Through colonisation, Māori being forced from their land, dispersal of communities and urban drift, that whānau support had been eroded, but the fundamentals were still there.
"When there is a mother who wants to be with her child there is an opportunity to build support around her. I really feel for Māori working inside Oranga Tamariki, and social workers being targeted is not OK, but something has to change."
Uplifts disproportionately affecting Māori
Oranga Tamariki has come under fire over its uplifts and how they disproportionately affect Māori after an attempted uplift last month of a young Māori mother's baby from Hawke's Bay Hospital was revealed in a Newsroom documentary.
Oranga Tamariki said Māori babies taken into state care within three months of birth increased from 129 in the year to June 2016 to 160 in each of the two years to last June.
Babies of all other ethnicities taken into state care increased only slightly in the same period, from 118 to 121.
The embattled ministry has also been forced to apologise after it was revealed an Oranga Tamariki social worker joked to a mother about getting bonuses for taking children into care. Three weeks later that mother's child was uplifted.
On Sunday, Oranga Tamariki/Minister for Children Tracey Martin announced an internal inquiry into its processes around the Hastings family's case at Hawke's Bay Hospital.
"I was particularly sorry to see the events that unfolded in the hospital that day.
"Everybody in that room has been impacted negatively and we need to come back together and work together constructively, not just for this whanau but also for the whanau of the future and the whanau that are actually in the process now."
But activist group Hands Off Our Tamariki says the issue goes far deeper than the single case, and has collected nearly 15,000 signatures on a petition asking the Government to "stop stealing Māori children".
The group says the number of Māori babies taken by the state has jumped from 110 in 2015 to 172 last year.
The group was established in 2016 surrounding the change of Child Youth and Family legislation, and has been working to raise awareness of the issue of the removal of tamariki by the state ever since.
Group member Paora Moyle said the Government inquiry announced needed to go much deeper than the Hawke's Bay case, as it was just one of "hundreds and hundreds".
Moyle had been a social worker for over 30 years, and herself was uplifted as a child from her mother.
"When you take a little baby from their mum it triggers their flight of fight response, that button is then always turned on, trauma starts from there."
Moyle said the uplift practice disproportionately affected those who were in poverty, living under stress, and Māori.
"Ask a roomful of social workers who wants to be treated the way Māori are treated and not one will stand up. Institutional racism is prevalent all through our systems."
Moyle said Oranga Tamariki needed to take Māori seriously and work with whānau.
"The Government needs to listen to and take Māori seriously. Work with us. There is no right to take a baby away without working with whānau."

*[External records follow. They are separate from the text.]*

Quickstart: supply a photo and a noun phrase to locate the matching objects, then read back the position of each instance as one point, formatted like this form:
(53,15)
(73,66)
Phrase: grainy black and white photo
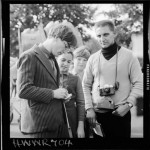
(76,71)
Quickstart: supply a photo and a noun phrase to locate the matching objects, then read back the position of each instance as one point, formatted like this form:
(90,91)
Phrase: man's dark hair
(103,23)
(64,33)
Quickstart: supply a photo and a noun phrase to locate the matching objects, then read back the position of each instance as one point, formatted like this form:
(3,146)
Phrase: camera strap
(115,68)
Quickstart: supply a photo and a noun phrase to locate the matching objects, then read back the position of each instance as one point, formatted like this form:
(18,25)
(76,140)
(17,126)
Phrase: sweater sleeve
(25,81)
(136,79)
(87,84)
(80,101)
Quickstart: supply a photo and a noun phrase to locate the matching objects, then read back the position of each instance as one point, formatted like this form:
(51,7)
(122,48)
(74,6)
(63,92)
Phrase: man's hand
(80,130)
(60,93)
(91,116)
(121,110)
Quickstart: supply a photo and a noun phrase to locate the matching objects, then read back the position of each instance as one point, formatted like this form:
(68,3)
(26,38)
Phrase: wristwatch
(130,105)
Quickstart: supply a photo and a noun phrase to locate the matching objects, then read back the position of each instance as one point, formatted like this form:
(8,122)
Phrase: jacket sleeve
(87,84)
(25,81)
(80,101)
(136,79)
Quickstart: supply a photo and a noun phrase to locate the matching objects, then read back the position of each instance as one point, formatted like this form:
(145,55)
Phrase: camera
(108,90)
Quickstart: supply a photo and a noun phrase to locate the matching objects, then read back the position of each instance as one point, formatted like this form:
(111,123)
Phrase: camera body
(107,91)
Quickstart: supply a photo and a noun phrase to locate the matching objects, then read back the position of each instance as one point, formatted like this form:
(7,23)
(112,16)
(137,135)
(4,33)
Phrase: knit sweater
(129,76)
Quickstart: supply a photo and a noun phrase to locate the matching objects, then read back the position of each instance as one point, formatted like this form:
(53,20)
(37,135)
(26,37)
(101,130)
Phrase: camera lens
(107,90)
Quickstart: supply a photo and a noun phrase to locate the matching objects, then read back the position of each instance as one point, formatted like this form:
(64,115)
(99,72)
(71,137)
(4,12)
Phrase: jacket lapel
(40,55)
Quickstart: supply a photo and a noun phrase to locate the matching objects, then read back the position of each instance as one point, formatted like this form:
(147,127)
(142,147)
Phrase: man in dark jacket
(42,114)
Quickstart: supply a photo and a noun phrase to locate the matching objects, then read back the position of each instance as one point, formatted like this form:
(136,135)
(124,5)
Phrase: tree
(30,15)
(128,18)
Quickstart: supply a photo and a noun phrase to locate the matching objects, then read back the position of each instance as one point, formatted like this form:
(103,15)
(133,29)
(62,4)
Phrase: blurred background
(30,23)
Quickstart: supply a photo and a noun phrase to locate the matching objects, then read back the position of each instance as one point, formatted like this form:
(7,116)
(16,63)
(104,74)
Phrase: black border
(133,143)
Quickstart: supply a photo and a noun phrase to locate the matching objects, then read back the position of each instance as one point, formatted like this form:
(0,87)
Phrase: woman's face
(80,63)
(64,62)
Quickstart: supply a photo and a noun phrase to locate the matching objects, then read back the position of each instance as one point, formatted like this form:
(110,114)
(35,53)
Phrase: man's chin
(104,46)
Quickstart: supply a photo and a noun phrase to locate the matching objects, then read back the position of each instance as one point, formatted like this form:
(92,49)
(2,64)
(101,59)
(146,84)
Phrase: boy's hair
(82,51)
(103,23)
(65,34)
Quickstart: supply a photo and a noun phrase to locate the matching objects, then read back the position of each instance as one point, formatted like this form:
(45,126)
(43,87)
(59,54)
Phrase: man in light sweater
(101,70)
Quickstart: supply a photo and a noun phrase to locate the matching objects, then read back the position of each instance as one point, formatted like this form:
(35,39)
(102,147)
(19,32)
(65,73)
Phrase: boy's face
(80,63)
(59,47)
(105,36)
(64,62)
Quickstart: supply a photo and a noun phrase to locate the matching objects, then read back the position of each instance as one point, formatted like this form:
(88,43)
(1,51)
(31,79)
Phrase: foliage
(30,15)
(128,18)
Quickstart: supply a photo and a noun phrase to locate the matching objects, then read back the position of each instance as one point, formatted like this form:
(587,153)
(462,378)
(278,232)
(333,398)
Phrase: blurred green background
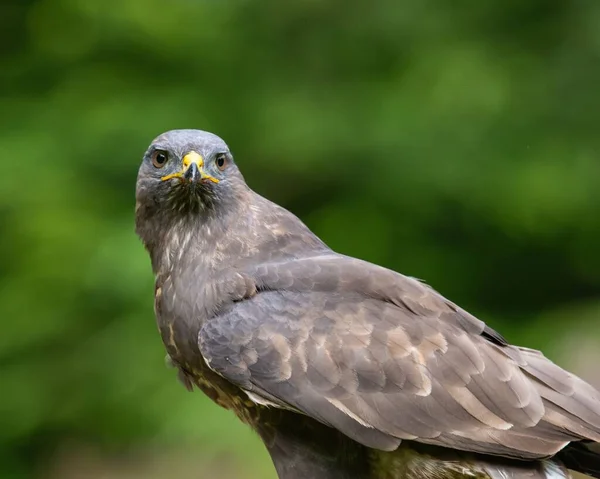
(453,141)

Prime Minister Jacinda Adern said on Monday it was a "big job" to eliminate unconscious bias against Māori in New Zealand.
Budget 2019 invested more money into early intervention, and Oranga Tamariki was working with iwi to prevent Māori children being taken into Oranga Tamariki care.
She said the new legislation for Oranga Tamariki, set to come into force on July 1, meant that every effort should be made for uplifted children to be kept in the wider family.